This disparity emerged from research led by a Dana-Farber Cancer Institute scientist and published as a report in JAMA. The study analyzed databases of hundreds of thousands of men diagnosed with prostate cancer and assigned a Gleason score on the basis of a biopsy and examination of samples of the cancer under a microscope. Gleason scores range from 6 to 10, with higher numbers (7-10) indicating greater risk and higher mortality.
The study findings focused on men who were classified as Gleason 6, which signifies a favorable prognosis with a low risk of death, and a cancer that doesn’t necessarily need to be treated – at least not immediately. Many men in this category, after a conversation with their doctor, adopt an “active surveillance” approach, which may include monitoring of PSA (prostate-specific antigen) levels, digital rectal exams, and repeated biopsies. If there is evidence the cancer is progressing, treatment may be warranted.
However, some men with Gleason 6 cancers opt for treatment rather than surveillance. “Data suggests that African American men who have surgery for Gleason 6 cancers are more likely to have more aggressive surgical features than predicted prior to surgery than non-black men having surgery,” said Brandon Mahal, MD, of the Department of Radiation Oncology at Dana-Farber and first author of the report. While the reasons for this aren’t clear, he said, “the reasons are likely multi-factorial—it could be that Gleason 6 cancer in black men is inherently more aggressive or it may have to do with other non-tumor related factors such as how we perform the biopsies – maybe we are undersampling their tumors and missing more aggressive disease – and lastly there could be other socioeconomic or access to care factors that drive differences.”
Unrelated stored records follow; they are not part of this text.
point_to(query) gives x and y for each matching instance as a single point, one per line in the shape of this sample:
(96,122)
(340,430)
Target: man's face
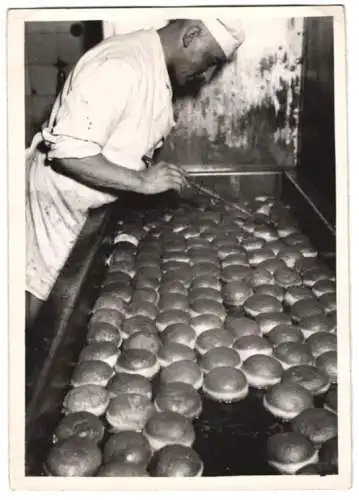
(196,62)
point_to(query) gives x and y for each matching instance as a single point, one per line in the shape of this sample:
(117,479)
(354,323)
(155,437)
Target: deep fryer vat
(224,433)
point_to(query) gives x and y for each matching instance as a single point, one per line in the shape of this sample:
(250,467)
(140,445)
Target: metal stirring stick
(208,192)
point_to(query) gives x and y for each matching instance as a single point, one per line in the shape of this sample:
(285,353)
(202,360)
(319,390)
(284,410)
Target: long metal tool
(208,192)
(213,195)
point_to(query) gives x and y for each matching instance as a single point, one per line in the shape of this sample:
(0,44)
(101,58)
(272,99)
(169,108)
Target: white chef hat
(228,33)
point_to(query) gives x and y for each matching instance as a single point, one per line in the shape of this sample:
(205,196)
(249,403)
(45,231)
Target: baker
(115,109)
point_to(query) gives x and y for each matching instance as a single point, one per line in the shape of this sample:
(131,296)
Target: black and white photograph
(185,286)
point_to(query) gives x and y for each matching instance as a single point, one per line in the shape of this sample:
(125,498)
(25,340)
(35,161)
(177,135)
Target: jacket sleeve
(91,109)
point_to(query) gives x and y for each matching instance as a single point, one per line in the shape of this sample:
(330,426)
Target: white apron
(117,102)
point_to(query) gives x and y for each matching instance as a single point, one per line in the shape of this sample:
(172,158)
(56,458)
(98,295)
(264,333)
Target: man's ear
(192,32)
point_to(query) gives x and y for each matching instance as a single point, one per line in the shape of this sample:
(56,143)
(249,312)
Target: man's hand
(162,177)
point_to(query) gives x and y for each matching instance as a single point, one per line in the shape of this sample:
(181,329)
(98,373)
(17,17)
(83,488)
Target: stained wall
(250,114)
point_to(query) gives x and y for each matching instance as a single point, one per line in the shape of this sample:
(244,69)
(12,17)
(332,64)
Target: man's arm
(99,173)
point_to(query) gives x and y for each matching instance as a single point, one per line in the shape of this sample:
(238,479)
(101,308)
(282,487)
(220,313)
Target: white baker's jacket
(117,101)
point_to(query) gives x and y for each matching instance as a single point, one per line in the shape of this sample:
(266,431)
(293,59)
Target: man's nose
(209,74)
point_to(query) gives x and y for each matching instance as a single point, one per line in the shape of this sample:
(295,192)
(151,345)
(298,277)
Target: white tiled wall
(45,42)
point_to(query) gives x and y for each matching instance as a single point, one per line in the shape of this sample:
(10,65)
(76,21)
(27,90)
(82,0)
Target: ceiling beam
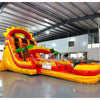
(70,21)
(2,6)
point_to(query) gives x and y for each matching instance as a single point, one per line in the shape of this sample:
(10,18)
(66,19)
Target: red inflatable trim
(86,73)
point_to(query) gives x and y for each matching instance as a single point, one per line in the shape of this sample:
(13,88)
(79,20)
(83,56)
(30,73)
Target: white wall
(93,54)
(61,45)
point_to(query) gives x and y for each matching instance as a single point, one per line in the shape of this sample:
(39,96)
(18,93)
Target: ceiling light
(47,32)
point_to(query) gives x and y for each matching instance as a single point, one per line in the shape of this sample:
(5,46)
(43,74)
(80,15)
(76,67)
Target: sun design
(6,34)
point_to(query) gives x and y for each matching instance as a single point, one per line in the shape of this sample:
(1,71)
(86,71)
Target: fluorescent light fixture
(53,45)
(47,32)
(46,20)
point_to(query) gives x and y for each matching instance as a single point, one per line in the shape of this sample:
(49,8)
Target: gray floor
(15,85)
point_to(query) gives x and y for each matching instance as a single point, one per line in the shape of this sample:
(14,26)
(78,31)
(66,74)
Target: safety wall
(61,45)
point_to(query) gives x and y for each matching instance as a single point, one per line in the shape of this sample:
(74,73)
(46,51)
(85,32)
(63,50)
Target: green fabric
(18,50)
(23,49)
(30,46)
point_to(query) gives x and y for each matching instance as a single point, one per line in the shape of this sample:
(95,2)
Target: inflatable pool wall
(22,55)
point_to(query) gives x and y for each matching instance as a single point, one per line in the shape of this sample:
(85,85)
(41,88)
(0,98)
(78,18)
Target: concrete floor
(15,85)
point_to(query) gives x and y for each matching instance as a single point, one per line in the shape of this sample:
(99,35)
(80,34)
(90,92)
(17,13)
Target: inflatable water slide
(22,55)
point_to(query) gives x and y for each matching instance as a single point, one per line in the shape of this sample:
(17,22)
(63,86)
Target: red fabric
(86,73)
(20,31)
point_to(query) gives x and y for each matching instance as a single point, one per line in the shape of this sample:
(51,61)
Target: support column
(58,56)
(99,36)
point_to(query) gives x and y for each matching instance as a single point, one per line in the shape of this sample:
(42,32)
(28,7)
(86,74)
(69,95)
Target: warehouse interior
(71,28)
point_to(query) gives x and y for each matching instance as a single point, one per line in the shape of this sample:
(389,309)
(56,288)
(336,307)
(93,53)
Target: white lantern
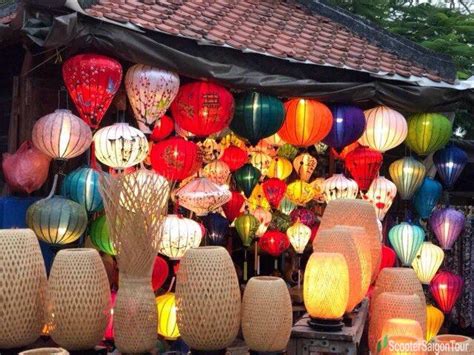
(120,146)
(61,135)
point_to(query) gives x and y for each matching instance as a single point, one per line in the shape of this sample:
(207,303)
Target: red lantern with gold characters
(203,108)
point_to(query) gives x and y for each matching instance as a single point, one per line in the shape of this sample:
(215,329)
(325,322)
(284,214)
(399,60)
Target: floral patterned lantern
(92,80)
(150,92)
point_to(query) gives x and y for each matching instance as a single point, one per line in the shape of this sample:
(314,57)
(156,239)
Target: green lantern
(247,178)
(100,236)
(257,116)
(428,132)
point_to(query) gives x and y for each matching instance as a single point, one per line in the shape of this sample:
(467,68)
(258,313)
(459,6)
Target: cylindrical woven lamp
(208,299)
(78,299)
(22,288)
(266,314)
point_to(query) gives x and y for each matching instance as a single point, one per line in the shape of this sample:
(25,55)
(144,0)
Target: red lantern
(274,242)
(446,288)
(232,209)
(234,157)
(163,128)
(92,80)
(364,164)
(175,158)
(203,108)
(274,190)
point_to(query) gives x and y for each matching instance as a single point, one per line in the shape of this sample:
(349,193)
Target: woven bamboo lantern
(78,299)
(22,288)
(208,299)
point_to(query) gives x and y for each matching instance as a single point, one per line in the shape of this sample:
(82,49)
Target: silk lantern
(304,165)
(338,186)
(61,135)
(449,163)
(446,288)
(406,239)
(92,80)
(348,125)
(385,129)
(120,146)
(427,262)
(428,132)
(82,186)
(257,116)
(364,165)
(407,174)
(427,196)
(150,92)
(203,108)
(175,158)
(447,224)
(57,220)
(306,122)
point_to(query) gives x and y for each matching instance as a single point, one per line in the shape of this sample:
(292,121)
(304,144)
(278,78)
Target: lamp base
(326,325)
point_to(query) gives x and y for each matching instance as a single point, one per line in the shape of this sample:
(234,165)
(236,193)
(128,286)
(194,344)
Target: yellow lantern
(300,192)
(427,262)
(326,288)
(166,309)
(280,168)
(304,165)
(434,321)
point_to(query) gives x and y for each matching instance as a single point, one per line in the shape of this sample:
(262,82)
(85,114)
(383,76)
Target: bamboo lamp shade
(266,314)
(326,285)
(208,299)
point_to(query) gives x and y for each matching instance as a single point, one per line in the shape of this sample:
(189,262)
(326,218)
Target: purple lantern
(447,224)
(348,125)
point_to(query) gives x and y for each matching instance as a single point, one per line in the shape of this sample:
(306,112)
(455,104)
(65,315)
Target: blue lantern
(450,162)
(427,196)
(82,186)
(348,125)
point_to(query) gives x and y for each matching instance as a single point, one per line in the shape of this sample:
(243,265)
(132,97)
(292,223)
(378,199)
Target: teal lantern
(100,236)
(406,239)
(257,116)
(246,178)
(82,186)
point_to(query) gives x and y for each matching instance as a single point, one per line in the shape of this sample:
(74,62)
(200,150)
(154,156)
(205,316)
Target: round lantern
(364,165)
(202,196)
(246,178)
(447,224)
(100,236)
(178,235)
(406,239)
(120,146)
(428,132)
(175,158)
(166,310)
(427,196)
(427,262)
(304,165)
(449,163)
(257,116)
(385,129)
(446,288)
(348,125)
(203,108)
(306,122)
(381,194)
(338,186)
(57,220)
(92,80)
(61,135)
(150,92)
(82,186)
(407,174)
The study found that the overall risk of prostate cancer death was not statistically significant between 31,841 black and 160,383 non-black patients, after accounting for socioeconomic status and treatment patterns. But when the analysis focused on patients with Gleason grade 6 cancer, there were 51 deaths among 12,707 black patients (0.40 percent) versus 155 deaths among 70,938 non-black patients (0.22 percent) at a median follow-up of 36 months. In other words, the death rate – while low – was almost double in the black men with Gleason 6 disease, even after accounting for socioeconomic status and treatment patterns.
The researchers did a similar analysis in a larger cohort of 62,736 black and 340,286 non-black men who had been followed for a longer period. The 12-year prostate cancer mortality rate in patients with Gleason scores 7 to 12 was 5.5 percent in black men versus 5.3 percent in non-blacks. But again, a disparity appeared in Gleason 6 prostate cancers: the 12-year mortality rate was 2.2 percent in black patients versus 1.4 percent in non-blacks. This difference, the authors wrote, “support the hypothesis that low-grade prostate cancer may be distinct in black men.”
Asked what the study results imply for clinical practice, Mahal said, “These data would be an impetus for randomized, prospective trials to both better characterize Gleason 6 disease in black men and to test different management strategies,” i.e. immediate treatment versus active surveillance. He said that in the United States, data suggest that an increasing number of men with Gleason 6 prostate cancer are opting for active surveillance, but that option is used less frequently among African American men. “That probably is partly because of provider preferences and partly because of patient preferences—both of which are likely impacted by historically observed disparities,” said Mahal.
The corresponding author of the report is Franklin Huang, MD, PhD, of the University of California, San Francisco.
The research was supported by the Prostate Cancer Foundation, the American Society for Radiation Oncology, and the Department of Defense Prostate Cancer Research Program.